第16章 掃き溜めに鶴
学校の給食の配膳みたいで楽しかった、とまでは言わなかったが、身体を動かす事は存外嫌いではない凪は、口元に浮かべた笑みをそのままに機嫌良く告げる。楽しそうな凪の姿を目にするのは悪い気分ではない。だが、彼女の指南は家康が担っており、午後に予定している訓練を思うと、確実に凪は忙しくなるだろう。しかし、彼女は緩く首を左右に振って光秀の言葉を否定した。
「それを言うなら光秀さんもですよ。何かやる事があるなら、お昼ご飯食べてからにしましょう」
「俺は、」
「いい、は聞きませんよ。ほら、立ってください」
自分の分も他の兵へ回せ、とすべて言い切る前に凪によって言葉を遮られる。僅かにむっとした様子で眉根を寄せ、少しばかり怒った風な表情を見せた後、笑みを浮かべて銃を持っていない光秀の片手を彼女の方からそっと握った。大きな手のひらは冷たく、けれどもそれに繋がれた小さな手はほんのり暖かい。立ち上がるよう促す凪がしゃがみ込んでいた体勢からゆっくりと立ち上がると、光秀は微かに苦笑して後に続く。

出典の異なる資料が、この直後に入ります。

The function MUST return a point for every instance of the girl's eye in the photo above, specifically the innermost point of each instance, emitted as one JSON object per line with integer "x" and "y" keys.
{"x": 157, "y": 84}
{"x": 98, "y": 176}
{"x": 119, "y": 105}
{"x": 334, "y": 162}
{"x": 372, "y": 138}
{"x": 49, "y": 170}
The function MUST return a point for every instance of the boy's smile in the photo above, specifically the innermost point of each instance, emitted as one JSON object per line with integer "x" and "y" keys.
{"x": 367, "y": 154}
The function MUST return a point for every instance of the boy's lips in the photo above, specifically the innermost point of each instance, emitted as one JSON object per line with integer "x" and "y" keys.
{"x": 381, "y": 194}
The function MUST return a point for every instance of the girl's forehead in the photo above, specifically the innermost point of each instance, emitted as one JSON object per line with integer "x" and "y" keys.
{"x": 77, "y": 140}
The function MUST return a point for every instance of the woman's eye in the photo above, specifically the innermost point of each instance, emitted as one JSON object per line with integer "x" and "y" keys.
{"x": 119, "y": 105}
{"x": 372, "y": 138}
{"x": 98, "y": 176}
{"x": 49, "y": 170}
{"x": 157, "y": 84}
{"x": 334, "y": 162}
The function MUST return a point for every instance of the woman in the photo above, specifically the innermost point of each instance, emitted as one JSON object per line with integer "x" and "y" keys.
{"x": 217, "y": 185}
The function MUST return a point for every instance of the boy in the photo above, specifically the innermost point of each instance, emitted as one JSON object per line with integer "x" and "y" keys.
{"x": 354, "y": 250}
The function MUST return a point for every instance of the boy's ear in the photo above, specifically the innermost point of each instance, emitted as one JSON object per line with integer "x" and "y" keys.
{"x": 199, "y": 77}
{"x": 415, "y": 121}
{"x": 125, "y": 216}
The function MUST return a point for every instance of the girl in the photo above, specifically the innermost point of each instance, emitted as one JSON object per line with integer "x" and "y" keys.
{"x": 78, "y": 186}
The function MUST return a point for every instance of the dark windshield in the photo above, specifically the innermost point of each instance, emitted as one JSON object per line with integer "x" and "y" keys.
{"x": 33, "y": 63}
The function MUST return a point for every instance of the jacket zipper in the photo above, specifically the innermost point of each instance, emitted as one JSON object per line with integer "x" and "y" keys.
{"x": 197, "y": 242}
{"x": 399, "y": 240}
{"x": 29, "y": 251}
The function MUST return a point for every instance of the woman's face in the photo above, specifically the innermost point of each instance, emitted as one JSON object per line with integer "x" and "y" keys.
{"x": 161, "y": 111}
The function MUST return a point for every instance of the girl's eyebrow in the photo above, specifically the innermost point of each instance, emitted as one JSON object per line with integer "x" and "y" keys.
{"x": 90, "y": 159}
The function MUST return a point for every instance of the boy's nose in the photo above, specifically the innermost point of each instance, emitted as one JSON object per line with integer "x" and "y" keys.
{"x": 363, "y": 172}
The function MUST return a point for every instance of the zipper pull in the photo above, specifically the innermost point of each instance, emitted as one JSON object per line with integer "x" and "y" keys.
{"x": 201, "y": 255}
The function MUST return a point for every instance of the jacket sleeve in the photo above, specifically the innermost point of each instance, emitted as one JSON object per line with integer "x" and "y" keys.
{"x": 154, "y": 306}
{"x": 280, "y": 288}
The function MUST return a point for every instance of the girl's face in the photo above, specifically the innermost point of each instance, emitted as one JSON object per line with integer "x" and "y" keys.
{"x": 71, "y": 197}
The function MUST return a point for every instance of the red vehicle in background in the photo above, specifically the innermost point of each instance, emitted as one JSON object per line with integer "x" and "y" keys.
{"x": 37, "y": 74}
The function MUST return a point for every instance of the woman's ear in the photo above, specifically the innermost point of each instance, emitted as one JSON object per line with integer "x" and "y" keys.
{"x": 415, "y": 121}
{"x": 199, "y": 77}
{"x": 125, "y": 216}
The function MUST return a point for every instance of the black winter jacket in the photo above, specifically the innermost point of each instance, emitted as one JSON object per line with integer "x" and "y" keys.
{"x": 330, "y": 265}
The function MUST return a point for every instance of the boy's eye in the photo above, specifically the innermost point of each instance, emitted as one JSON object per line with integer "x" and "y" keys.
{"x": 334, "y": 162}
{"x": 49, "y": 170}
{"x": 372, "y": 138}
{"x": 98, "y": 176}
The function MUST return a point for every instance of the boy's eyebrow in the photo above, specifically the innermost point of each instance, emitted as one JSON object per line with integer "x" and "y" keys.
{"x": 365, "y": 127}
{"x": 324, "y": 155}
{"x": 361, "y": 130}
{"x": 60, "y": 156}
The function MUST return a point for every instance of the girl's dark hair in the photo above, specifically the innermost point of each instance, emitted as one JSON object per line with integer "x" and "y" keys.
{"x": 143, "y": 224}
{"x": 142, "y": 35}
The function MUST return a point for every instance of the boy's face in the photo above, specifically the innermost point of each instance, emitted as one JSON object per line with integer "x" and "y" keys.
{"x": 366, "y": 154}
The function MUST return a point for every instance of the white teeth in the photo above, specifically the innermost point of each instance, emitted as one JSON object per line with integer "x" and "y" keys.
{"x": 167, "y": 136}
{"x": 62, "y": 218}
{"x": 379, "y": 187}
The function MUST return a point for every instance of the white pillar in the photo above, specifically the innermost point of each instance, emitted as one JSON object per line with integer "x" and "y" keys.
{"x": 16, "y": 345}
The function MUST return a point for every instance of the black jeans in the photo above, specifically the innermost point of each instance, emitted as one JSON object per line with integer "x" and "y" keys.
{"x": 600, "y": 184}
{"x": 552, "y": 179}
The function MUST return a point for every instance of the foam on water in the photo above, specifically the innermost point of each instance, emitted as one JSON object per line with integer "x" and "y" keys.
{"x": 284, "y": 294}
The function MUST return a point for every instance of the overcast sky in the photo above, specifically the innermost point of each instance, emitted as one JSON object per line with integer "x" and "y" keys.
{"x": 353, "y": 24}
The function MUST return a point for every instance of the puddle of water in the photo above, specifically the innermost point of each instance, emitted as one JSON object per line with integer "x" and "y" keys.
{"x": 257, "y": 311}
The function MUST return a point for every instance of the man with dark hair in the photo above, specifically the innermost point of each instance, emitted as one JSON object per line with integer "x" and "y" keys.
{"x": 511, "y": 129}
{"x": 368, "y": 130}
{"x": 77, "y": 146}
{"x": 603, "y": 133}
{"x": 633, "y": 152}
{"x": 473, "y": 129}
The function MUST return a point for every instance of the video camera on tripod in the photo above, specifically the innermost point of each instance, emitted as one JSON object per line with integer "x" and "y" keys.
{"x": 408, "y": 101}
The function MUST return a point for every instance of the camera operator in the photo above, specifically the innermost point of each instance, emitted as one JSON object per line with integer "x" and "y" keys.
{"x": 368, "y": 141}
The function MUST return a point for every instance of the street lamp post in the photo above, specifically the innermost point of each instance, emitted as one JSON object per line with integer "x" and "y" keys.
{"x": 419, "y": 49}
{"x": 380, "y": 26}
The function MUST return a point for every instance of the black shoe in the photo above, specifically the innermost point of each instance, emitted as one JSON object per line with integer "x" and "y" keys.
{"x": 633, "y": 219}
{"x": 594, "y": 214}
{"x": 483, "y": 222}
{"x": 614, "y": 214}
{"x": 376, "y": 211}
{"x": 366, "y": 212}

「今日のお昼はちまきですよ。すごくいい匂いして、美味しそうでした」
「腹に入れてしまえば、どれも同じだ」
「もう、またそういう事言って。じゃあもちもち感を味わってください」
「噛む回数が多くなるのは面倒だな」
「噛む事は大事なんですからね!」
凪と手を繋いだまま、配給場所へと歩いていく。穏やかな足取りのまま、ほんの少し前を歩く凪の揺れる長い髪を見つめた。日差しを浴びて艷やかに光る貫庭玉(ぬばたま)のそれと、結い上げている所為で覗く白い項(うなじ)を捉え、つい伸ばしたくなった手を自制する。兵が多く居る中でそんな事をしてしまえば、凪はおそらく真っ赤になって照れるだろう。
いつものような戯れを交わし合い、木陰付近に座っていた家康の元へ歩いて行く。
その姿を見ていた兵達は思わず食事の手を止め、それぞれが目をひん剥いていた。あの光秀と噂の姫が手を繋ぎ、しかも少し光秀が引かれるような形で歩いている。ひそかにざわめく兵達の様子に、光秀はすっかり気付いていたが、敢えてそのまま放置する事とした。